Stephen and Piotr see New Harvest and Sothic Bioscience as having a common mission: they both focus on removing animals from the supply chain to solve industrial, ethical, and environmental challenges. In that regard, Sothic Bioscience is noteworthy for working with an endangered wildlife species.

The Atlantic horseshoe crab.

“The horseshoe crab is not an industrial species bred solely for production,” says Piotr. “It is a species that is still out there – it’s one of the oldest on the planet. It survived 500 million years. And we are killing it because it has such a simple, beautiful immune system. And now we are decimating them, and it’s actually quite sad. So that’s why we say ‘save the crabs, save the humans.’”

The Process

Conventional LAL is produced by removing blood from the crabs’ pericardium, a tough sac that covers the heart. The crabs are punctured and bled, then put in a tank. After some recovery time, they are bled again before being returned to the ocean.

But this causes several problems. First, the crabs’ immune system is compromised, and when they are put back in the wild it’s difficult to track their survival rate. Secondly, it’s the biggest crabs, the females, which are generally used for this process. And this depletes the female population, hindering the ability of the crabs to reproduce.

Sothic Bioscience’s process would completely eliminate this old methodology in order to create a biosynthetic version of LAL that is completely identical to conventional LAL.

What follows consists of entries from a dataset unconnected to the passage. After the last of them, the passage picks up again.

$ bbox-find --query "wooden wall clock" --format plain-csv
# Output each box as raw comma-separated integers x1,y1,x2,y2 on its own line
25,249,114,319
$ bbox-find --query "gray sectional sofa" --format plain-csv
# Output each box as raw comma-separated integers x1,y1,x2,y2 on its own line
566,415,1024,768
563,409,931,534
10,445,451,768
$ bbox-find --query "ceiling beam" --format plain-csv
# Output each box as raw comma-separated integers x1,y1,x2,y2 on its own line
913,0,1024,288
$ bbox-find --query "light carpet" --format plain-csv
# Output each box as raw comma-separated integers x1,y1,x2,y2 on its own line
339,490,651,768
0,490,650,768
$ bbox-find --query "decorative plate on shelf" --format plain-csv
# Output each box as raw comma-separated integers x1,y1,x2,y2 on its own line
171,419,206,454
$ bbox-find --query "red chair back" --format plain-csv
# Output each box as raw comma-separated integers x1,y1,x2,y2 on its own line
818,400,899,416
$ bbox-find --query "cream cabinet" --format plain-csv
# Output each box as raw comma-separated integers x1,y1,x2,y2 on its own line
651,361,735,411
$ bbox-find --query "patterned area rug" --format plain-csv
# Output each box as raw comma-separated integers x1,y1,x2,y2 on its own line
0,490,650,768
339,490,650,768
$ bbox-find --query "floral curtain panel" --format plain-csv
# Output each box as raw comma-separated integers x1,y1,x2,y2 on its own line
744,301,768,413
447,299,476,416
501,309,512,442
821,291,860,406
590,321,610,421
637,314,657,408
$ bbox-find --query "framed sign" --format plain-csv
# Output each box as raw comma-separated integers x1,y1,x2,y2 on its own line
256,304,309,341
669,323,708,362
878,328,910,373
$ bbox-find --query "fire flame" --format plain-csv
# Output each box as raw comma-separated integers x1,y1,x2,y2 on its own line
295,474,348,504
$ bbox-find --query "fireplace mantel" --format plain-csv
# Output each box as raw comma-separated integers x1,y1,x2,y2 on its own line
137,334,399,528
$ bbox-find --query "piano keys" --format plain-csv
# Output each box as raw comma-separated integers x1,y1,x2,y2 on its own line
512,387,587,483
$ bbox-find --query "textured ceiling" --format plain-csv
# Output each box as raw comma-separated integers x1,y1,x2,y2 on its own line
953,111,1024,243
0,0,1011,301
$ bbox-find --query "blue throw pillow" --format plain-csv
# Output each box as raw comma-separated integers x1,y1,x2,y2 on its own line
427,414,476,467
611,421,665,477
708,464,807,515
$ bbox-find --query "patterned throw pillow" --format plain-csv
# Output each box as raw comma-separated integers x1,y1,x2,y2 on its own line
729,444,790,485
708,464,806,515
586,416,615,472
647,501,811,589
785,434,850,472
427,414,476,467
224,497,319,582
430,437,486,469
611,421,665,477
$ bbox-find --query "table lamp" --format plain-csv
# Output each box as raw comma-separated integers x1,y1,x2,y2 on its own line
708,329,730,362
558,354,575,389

As the core technology is still under intensive R&D, they’ve chosen not to disclose specifics of the production method. That said, the LAL they make is biosynthetic rather than chemical, simply using a different novel method to create the same product. They hope that the fact that their LAL is biologically identical to conventionally produced LAL will open the door to fast track FDA approval and allow Sothic Bioscience to quickly bring their product to the regulated market.